STANLEY SHELDON | ROCK DIARY
Warren Zevon & Broken Ankle 1978
During the Warren Zevon's “Excitable Boy” tour, this stage antic/maneuver, call it what you will, was a classic. At the end of his encore, “I’ll Sleep When I’m Dead”, Warren decided that it might be exciting for the audience if he were to dance around a little bit, and then to suddenly jump into the open orchestra pit, (a mere 10 to 15 foot plummet). I think he might have survived the fall without sustaining any injury if only he had been a little more drunk (if that were possible), or at least if he would have had the good sense to place some sort of padding at the bottom of the “pit.” At any rate, the song ends – Warren leaps. He broke both of his ankles, and was, in my estimation, very fortunate not to have sustained any further injuries. It would have been misfortunate under any circumstances, but the band still had two full two months of touring lined up. The result was rather embarrassing for all of us. There was a lengthy convalescence for Warren, and, to add insult to injury, he had to be carried out nightly by a roadie who would tenderly place him (and his dangling, cast-bound feet) at the piano bench.
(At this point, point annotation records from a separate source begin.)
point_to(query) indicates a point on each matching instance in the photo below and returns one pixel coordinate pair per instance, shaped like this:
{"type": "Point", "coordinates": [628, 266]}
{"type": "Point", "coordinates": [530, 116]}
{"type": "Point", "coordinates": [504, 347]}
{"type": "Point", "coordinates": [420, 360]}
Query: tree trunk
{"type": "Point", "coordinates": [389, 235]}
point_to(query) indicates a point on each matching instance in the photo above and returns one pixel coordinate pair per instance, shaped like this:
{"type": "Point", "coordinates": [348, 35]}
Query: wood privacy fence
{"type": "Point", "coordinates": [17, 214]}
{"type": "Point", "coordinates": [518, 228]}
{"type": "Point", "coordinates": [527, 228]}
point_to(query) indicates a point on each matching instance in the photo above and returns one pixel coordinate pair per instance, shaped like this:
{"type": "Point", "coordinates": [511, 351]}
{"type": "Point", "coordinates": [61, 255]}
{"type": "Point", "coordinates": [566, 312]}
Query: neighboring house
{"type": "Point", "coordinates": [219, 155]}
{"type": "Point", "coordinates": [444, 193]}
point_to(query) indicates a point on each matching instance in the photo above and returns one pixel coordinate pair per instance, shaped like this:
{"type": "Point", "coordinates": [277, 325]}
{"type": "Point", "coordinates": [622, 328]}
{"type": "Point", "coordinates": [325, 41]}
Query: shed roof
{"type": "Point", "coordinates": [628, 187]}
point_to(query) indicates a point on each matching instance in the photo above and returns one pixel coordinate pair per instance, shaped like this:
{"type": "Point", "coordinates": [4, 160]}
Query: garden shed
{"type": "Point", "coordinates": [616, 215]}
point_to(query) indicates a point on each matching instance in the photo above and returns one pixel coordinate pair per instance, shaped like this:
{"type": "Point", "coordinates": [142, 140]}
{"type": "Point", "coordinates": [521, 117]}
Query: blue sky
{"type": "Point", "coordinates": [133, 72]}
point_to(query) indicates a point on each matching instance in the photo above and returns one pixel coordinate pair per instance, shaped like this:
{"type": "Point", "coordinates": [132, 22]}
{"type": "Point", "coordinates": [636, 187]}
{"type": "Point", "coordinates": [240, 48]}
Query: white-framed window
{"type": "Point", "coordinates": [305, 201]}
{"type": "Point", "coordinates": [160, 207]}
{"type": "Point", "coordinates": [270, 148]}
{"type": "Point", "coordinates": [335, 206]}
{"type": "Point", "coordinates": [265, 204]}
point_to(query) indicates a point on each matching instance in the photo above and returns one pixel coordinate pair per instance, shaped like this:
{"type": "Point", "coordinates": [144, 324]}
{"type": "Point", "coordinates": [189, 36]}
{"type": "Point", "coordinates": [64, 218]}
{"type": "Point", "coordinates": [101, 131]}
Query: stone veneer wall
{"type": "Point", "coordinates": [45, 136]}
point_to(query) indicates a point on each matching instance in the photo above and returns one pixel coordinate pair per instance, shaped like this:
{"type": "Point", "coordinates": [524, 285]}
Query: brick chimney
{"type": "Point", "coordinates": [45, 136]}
Warren’s show became much less animated after the “accident.” But, as a consolation, he did manage to salvage something from the unfortunate experience – a concept for his upcoming album. The new record (now a cult classic) is titled, fittingly enough, “Bad Luck Streak in Dancing School.”
The guitar duties in Warren’s band were handled by Waddy Wachtel on lead, and David Landau, (brother of record producer, John Landau), on rhythm, Rick Marotta on drums, myself on bass, along with Warren on piano – rounding out the five-piece unit. It was a good band. “Excitable Boy” was co-produced by Jackson Brown and Waddy Wachtel, and the hoopla accompanying the hit album was made even more sensational because of Jackson’s involvement. “Runnin on Empty” had been the most recent successful “live” rock and roll recording, after “Frampton Comes Alive!”, so Peter and Jackson had something in common – and so did Peter and Warren.